The Securities and Exchange Board of India (Sebi) recently proposed to permit companies to issue non-convertible debentures (NCDs) and non-convertible redeemable preference shares (NCRPS) with the face value of Rs. 10,000 as against the current system of Rs one lakh face value.
What are Preference Shares?
  • Preference shares, more commonly referred to as preferred stock, are shares of a company’s stock with dividends that are paid out to shareholders before common stock dividends are issued.
  • If the company enters bankruptcypreferred stockholders are entitled to be paid from company assets before common stockholders.
  • Non-Convertible v/s Convertible Preference Shares:
  • Preference shares that can be easily converted into equity shares are known as convertible preference shares.
  • Non-Convertible preference shares are those shares that cannot be converted into equity shares.

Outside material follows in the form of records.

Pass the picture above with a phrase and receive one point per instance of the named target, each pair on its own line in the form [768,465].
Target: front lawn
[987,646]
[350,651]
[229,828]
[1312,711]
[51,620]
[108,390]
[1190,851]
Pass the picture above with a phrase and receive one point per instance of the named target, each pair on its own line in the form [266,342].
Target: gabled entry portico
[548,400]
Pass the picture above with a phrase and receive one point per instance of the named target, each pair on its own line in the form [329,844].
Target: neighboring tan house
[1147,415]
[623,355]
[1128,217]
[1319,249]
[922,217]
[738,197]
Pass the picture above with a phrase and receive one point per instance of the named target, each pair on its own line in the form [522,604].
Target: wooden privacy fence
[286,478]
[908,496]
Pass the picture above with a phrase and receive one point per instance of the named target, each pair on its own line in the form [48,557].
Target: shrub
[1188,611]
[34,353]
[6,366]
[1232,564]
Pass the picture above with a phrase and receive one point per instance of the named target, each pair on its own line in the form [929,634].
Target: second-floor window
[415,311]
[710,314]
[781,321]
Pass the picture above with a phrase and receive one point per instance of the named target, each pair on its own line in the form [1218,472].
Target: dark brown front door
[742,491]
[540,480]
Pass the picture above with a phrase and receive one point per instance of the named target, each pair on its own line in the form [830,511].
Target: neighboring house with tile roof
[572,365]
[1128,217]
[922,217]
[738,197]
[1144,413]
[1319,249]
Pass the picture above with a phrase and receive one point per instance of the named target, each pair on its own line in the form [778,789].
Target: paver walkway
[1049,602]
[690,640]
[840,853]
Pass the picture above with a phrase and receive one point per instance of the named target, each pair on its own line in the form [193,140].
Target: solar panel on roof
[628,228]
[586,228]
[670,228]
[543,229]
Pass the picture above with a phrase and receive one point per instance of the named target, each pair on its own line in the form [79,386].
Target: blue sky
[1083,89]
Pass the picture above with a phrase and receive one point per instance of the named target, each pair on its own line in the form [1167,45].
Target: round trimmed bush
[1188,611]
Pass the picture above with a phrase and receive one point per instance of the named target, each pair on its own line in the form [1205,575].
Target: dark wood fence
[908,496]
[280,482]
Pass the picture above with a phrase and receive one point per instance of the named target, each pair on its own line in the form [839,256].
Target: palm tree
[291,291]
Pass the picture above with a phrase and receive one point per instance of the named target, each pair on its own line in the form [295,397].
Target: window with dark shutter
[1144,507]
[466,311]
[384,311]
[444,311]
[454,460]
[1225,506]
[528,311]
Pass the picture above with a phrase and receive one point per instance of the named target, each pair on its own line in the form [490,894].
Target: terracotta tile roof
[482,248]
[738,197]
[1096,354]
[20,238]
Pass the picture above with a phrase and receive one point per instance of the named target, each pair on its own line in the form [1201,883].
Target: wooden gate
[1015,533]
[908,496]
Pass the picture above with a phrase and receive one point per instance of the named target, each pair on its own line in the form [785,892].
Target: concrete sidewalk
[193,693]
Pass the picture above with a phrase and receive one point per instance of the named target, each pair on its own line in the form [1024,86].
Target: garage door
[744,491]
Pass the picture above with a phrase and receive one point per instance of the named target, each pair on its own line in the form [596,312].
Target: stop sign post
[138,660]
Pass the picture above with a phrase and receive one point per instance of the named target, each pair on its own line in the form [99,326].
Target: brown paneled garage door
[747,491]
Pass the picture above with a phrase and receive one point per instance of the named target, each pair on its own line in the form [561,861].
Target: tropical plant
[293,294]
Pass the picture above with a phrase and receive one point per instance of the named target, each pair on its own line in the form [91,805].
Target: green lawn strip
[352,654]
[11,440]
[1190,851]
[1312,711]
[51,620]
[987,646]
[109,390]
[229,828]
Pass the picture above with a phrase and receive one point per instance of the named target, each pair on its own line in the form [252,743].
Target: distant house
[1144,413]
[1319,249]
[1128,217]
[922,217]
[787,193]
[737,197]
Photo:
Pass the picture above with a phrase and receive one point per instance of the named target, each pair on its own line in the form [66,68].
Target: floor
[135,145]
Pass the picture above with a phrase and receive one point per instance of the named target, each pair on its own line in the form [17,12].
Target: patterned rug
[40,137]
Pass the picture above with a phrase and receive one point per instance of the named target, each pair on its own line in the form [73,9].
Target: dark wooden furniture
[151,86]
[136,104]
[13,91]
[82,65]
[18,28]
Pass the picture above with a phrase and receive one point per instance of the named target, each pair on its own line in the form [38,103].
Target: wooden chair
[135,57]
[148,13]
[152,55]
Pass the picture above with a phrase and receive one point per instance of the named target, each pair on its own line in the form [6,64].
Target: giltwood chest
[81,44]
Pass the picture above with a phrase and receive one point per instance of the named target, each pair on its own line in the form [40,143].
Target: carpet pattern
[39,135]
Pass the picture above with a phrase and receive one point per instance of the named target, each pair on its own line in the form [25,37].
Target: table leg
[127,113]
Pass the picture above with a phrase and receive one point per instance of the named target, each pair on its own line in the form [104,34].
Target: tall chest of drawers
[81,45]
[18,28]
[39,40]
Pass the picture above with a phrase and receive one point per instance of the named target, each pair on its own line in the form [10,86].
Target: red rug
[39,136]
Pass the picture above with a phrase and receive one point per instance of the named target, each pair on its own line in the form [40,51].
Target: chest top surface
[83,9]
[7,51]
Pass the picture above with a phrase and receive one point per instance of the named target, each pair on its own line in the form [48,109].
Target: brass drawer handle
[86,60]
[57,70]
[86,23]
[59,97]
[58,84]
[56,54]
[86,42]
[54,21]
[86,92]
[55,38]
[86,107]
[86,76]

  • Redeemable v/s Non-Redeemable Preference Shares:
  • Redeemable preference shares are those shares that can be repurchased or redeemed by the issuing company at a fixed rate and date. These types of shares help the company by providing a cushion during times of inflation.
  • Non-redeemable preference shares are those shares that cannot be redeemed or repurchased by the issuing company at a fixed date. Non-redeemable preference shares help companies by acting as a lifesaver during times of inflation.
  • Other Types:
  • Cumulative preference shares: Some preference shares also receive arrears of dividends, which are called cumulative preference shares.
  • Participating preference shares: These help shareholders demand a part in the company’s surplus profit at the time of the company’s liquidation after the dividends have been paid to other shareholders. However, these shareholders receive fixed dividends and get part of the surplus profit of the company along with equity shareholders.
  • Non-Participating preference shares: These do not benefit the shareholders the additional option of earning dividends from the surplus profits earned by the company, but they receive fixed dividends offered by the company.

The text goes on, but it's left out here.